LA REFORMA DE LAS ADMINISTRACIONES

Sociólogos importantes señalaban la capacidad de cambio de la sociedad como un indicador definitivo de la vitalidad progresista de la sociedad.
Estar presto para poder autocorregirse, ayuda a la estabilidad y al progreso económico y político. Pero no siempre aquellos que pueden dirigir los cambios están en disposición de liderar estrategias para buscar mayor efectividad y menor gasto. Tienen demasiadas dependencias. No quieren correr riesgos. Los ciudadanos disfrutan de poca autonomía para cumplir objetivos sociales elementales. A eso no se le llama 'sobregobernación', sino mal gobierno. La necesidad de obtener un poder democrático radical que proteja de modo eficaz a los súbditos requiere un culto preferente de la civilidad. Las administraciones autonómicas ha generado un total de 876.000 páginas en sus boletines oficiales, y otras 250.000 el Gobierno central. No queda más remedio que gastar menos y gastar mejor.
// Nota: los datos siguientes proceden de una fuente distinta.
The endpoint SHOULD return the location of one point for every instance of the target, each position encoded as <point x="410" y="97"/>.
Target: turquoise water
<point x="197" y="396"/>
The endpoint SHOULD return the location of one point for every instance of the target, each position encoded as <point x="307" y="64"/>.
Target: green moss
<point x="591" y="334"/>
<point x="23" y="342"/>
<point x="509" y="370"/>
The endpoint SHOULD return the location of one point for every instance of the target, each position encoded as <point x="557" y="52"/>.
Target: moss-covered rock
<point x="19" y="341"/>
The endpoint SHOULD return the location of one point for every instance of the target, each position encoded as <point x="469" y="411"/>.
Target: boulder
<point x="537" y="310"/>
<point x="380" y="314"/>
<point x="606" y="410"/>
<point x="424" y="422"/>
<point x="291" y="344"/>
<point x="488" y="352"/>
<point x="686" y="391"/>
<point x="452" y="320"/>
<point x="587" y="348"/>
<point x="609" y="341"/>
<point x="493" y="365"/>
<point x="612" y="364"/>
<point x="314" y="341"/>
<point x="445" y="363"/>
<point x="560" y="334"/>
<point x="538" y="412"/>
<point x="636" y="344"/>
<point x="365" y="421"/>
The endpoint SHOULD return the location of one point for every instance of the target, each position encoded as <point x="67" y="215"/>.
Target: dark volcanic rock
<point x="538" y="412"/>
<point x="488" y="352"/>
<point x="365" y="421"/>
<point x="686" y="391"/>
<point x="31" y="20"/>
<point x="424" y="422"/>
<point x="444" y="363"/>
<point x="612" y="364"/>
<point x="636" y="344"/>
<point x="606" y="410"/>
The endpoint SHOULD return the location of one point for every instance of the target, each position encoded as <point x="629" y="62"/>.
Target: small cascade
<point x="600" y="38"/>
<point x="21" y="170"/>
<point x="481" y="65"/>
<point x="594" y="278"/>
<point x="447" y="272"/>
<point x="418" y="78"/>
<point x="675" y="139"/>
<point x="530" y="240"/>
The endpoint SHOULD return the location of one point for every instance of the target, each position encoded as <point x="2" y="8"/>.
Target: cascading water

Cuando se tiende a reformarlo todo, lo único que permanecerá erguido, desafiante, es la administración pública. No se puede hacer nada sin ellos, los políticos; son ellos los que tienen que hacer las reformas y quienes deben jugársela. Los ciudadanos podemos elegir un programa en vez de otros, pero ¿cuándo podemos no elegir a aquel que no ha cumplido con lo pactado? Ha quedado arrumbada en el trastero la democracia liberal, representativa. Los políticos articulan estrategias en las que consideran a los ciudadanos menores de edad. Los han cogido en una red de mimetismos deformantes. El concepto de 'civilidad' centro de la vida democrática se ha borrado del discurso de la mayoría de los políticos. La civilidad sólo debe afectar a los 'otros'. La civilidad es la cualidad social de la que procede el civismo o conducta del buen ciudadano. La civilidad es el lubricante y el combustible del desarrollo social. La civilidad abre expectativas para que los políticos cumplan con los programas que han propuesto.

En el mundo moderno la práctica de la civilidad se ha desconchado con la introducción de prácticas falazmente democráticas y progresistas. El temor no puede sustituir al respeto a las personas, a las buenas maneras. Administrar el temor es mucho más difícil que organizar el sentido de la responsabilidad en libertad. La civilidad no destierra el temor sino que incluye la capacidad cívica de los ciudadanos para autodirigirse en los diversos momentos de la sociedad. No se puede pretender un adelgazamiento de la administración, sin desarrollar al mismo tiempo un concepto radical y profundo de la civilidad.